There are endless internet memes and faux urban legends out there, but the one that tends to spook me most is the Slender Man. It’s been established long ago it was all made up for a contest, but it’s managed to achieve fame simply because the character is so menacing. Maybe it’s the blank face, the enigmatic origins, or the tweed suit. Who knows? “The Eidolon State” is one of the many indie films tapping in to the fanbase, and directors Dion Cavallaro and Paul Thomas know how to build a very atmospheric horror film.
Director Thomas plays the role of Josh, a young man who had a very close call with the Slender Man as a child. Escaping his lure, the Slender Man has never allow Josh a moment’s peace, stalking him, and watching him at every turn. Josh finds himself stuck in a perpetual state of dreaming, shifting between reality and delusion that he learns is called the Eidolon State. It’s a form of psychological torment the Slender Man uses for his victims. The directing team knows how to play off of the fear of the unknown, dwelling on the inevitable as we see just how long Josh can evade the Slender Man.
The directors don’t flash the Slender Man all over the film, but use him sparingly as a very omnipotent force that isn’t so much a hunter stalking prey, but a cat preying on a weak mouse.
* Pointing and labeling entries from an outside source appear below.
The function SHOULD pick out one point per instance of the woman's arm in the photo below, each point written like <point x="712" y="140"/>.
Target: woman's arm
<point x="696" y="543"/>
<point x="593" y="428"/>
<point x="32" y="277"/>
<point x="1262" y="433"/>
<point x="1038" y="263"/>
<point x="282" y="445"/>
Josh’s battle with the mental torture is spooky, and the directors build very respectable tension and suspense, along with an excellent score that turns “The Eidolon State” in to a thirty minute nightmare. Directors Dion Cavallaro and Paul Thomas seems to know what makes the Slender Man so frightening, and they keep his character a very ominous demon, turning the screws every minute for character Josh. “The Eidolon State” is a great short horror film, especially for Slender Man fans, and I can’t wait to see what this team accomplishes in the future.